1. Using only bitwise operations: ! ~ & ^ | + << >> and no loops, function calls, or conditional statements count number of bits in a passed integer. Ex, bitCount(5) = 2, bitCount(7) = 3. Maximum operations allowed is 20. 2. Using only bitwise operations: ! ~ & ^ | + << >> and no loops, function calls, or conditional statements find sum of three integers using only on + operator. Ex. sum3(3, 4, 5) = 12. Maximum operations allows is 20. For both puzzles assume that the size of int is 32bits.

answer of first puzzle. int bitCount(unsigned int num) { unsigned int n; n = num - ((num >> 1) & 033333333333) - ((num >> 2) & 011111111111); return ((n + (n >> 3)) & 030707070707) % 63; } You can search on google also.

I need time to process first solution Here is clarification on the second one static int sum(int x, int y) { return x+y; } int sum3(int x, int y, int z) { int word1 = 0; int word2 = 0; /************************************************************** Fill in code below that computes values for word1 and word2 without using any '+' operations ***************************************************************/ /************************************************************** Don't change anything below here ***************************************************************/ return sum(word1,word2);

There are some restrictions: 1. We are not allowed to use unsigned integers 2. You are using '-' (minus) operator (easy to substitute by [~(x) + 1] ) 3. % as you may see is not allowed But thank you for your reply, I will try to see what it does.

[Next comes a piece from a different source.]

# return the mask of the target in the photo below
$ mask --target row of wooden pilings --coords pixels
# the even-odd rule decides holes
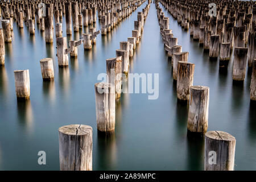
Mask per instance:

sorry there was a typo in the puzzle 2. Using only bitwise operations: ! ~ & ^ | + << >> and no loops, function calls, or conditional statements find sum of three integers using only one + operator. Ex. sum3(3, 4, 5) = 12. Maximum operations allows is 20.

when you write 033333333333 you mean 0x033.33 right and 0x111.11 you mean 0001 0001 ... 0001 in binary. Correct?